Leland de la Durantaye's style and clear reasoning is delightful to my mind's eyes and ears and I'm in awe by his grasp of facts and depth of information. It is exactly the quality of his writing that which stimulated me to set down certain observations ( derived from almost permanent, but unfortunately idle associations) which I'd direct initially to Nabokov and, next, to some of his anti-Freudian "disciples," not to Leland Durantaye.   
 
 
................................................................................
 
* p.61 "...Freud's thought is ...associated...with prison, with pre-school, with the pre-mature and the pre-modern - it is something that limits freedom and individuality.
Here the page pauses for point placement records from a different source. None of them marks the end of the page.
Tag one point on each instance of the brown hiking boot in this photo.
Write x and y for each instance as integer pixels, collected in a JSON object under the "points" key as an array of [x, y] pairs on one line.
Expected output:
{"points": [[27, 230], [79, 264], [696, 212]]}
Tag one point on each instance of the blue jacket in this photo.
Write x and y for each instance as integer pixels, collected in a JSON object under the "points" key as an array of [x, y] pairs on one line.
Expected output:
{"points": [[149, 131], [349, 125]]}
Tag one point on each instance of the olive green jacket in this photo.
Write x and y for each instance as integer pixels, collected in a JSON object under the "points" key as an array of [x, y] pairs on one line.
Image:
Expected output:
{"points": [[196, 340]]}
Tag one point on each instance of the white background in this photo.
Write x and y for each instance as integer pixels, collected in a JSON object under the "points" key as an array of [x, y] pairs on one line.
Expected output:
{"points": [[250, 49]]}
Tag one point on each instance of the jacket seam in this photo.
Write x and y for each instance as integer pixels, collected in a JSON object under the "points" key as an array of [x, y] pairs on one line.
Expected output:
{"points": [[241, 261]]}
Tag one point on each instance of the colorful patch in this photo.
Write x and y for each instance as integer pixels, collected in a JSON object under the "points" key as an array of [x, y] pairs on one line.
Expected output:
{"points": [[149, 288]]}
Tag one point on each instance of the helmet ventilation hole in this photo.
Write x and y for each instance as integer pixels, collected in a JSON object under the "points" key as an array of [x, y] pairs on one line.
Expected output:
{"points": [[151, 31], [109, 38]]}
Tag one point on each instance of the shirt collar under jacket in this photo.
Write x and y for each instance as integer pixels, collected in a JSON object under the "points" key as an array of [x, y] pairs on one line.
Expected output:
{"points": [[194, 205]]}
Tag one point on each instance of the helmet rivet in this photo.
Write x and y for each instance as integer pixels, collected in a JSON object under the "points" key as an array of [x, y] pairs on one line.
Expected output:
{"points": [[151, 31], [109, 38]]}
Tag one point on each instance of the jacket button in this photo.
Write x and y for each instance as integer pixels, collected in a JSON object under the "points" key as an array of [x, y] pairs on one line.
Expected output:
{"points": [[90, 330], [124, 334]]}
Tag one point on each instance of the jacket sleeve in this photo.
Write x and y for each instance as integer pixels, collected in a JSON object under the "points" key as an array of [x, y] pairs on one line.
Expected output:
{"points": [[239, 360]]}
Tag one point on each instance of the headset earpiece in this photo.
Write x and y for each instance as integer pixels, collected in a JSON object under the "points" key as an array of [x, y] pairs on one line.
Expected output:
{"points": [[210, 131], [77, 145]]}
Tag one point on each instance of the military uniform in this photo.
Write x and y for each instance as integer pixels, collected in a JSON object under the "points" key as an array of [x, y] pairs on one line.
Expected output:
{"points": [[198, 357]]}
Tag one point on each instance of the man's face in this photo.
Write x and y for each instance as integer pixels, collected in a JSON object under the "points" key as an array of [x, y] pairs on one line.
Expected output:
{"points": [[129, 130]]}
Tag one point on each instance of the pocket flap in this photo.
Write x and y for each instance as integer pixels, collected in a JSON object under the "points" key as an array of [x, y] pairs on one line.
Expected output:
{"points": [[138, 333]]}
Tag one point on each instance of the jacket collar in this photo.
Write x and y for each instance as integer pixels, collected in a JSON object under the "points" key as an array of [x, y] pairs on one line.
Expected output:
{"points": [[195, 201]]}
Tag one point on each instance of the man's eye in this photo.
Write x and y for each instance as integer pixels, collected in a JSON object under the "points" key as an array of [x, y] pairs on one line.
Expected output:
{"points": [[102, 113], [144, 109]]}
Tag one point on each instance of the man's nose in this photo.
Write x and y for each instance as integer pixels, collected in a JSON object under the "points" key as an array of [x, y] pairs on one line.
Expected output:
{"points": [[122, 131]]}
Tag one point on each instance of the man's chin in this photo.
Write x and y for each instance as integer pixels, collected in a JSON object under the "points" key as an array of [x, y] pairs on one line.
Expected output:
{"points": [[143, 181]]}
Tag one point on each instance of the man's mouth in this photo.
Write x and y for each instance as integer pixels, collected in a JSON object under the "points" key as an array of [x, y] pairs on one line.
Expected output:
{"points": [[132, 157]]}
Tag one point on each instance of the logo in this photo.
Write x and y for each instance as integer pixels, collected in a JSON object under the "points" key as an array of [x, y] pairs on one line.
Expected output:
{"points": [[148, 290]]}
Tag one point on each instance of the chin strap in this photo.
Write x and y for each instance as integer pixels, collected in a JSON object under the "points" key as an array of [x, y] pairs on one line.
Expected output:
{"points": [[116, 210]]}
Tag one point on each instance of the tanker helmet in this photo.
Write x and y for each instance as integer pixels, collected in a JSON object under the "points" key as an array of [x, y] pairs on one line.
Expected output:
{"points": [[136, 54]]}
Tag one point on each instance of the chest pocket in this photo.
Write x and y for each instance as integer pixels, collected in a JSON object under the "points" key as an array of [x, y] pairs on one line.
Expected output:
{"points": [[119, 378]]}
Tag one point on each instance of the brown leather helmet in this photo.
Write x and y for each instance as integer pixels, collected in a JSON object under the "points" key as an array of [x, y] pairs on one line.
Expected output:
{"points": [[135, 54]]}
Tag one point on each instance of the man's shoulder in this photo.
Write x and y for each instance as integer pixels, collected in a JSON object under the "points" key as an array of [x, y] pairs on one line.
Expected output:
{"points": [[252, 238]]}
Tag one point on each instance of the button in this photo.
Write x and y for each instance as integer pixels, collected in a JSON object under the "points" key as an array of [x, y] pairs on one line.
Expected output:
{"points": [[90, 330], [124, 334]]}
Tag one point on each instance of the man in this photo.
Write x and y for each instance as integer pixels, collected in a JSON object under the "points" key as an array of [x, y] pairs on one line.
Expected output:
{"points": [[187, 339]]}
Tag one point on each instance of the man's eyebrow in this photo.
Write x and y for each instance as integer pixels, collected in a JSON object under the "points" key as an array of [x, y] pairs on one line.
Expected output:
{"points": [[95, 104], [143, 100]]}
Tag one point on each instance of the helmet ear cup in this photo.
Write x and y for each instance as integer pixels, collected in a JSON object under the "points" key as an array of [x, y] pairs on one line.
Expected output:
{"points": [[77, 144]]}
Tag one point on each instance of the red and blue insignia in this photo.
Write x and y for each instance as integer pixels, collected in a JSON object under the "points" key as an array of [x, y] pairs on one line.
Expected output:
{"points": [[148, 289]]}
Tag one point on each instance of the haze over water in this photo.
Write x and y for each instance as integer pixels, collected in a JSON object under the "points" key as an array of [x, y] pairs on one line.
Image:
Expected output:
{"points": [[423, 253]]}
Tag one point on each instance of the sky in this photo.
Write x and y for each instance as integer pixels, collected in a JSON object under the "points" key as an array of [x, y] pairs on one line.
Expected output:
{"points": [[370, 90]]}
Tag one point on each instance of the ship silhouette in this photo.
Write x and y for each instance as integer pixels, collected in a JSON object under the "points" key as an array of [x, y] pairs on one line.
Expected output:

Among other things, Freud's thought is branded as determinist ..He makes explicit in a French interview.."What psychoanalysis shares with Bolschevism - and thereby with totalitarianism - is the tendency to negate the singular in favor of the general"..."Nabokov thus saw Freud as standing for many things he did not like - and, conversely, as representing what he most vehemently disliked: the generalizing of the rich particularities of which life is made up.  While lying at the heart of Freud's principle of psychic substitution, the tendency to generalize is a phenomenon especially pronounced in works of psychoanalytic literary criticism..." ( JM: what is "Freud's principle of psychic substitution"? Deos LD indicate, thereby, Freud's 'primary process' mechanism of 'displacement' ?).
 
** p.64/65 "Is Nabokov's criticism unjust? In Freud's writing - above all in his case histories - fantastic attention is paid to the most minute and seemingly derisory details of his patients' lives.And yet, he evinces an indefatigable drive to interpret these details in the light of overarchingschemas that would be common to, depending on the circumstance, the better part of metropolitan Vienna or all humanity.  As Nabokov's charge is made in the name of art..."
 
*** -ISPUB - Sigmund Freud, MD: Forgotten Contributions to Neurology ... D Galbis-Reig - 2004 - ... Freud and Neuropathology: A Study of the Medulla Oblongata .... his work was instrumental in assuring that future scientists would be able to ... Freud's work on cocaine culminated in a publication of his work on cocaine ...
www.ispub.com/ostia/index.php?.../ijn/.../freud... - ISPUB - Sigmund Freud, MD: Forgotten Contributions to Neurology ...
www.ispub.com/.../sigmund_freud_md_forgotten_contributions_to_ neurology_neuropathology_and_anesthesia.html - 
David Galbis-Reig M.D. Department of Internal Medicine;Aurora Sinai Medical Center, Milwaukee,Wisconsin - citation: D. Galbis-Reig : Sigmund Freud, MD: Forgotten Contributions to Neurology, Neuropathology, and Anesthesia . The Internet Journal of Neurology. 2004 Volume 3 Number 1
(I only came across this one reference using search-tools from the internet. There are others.)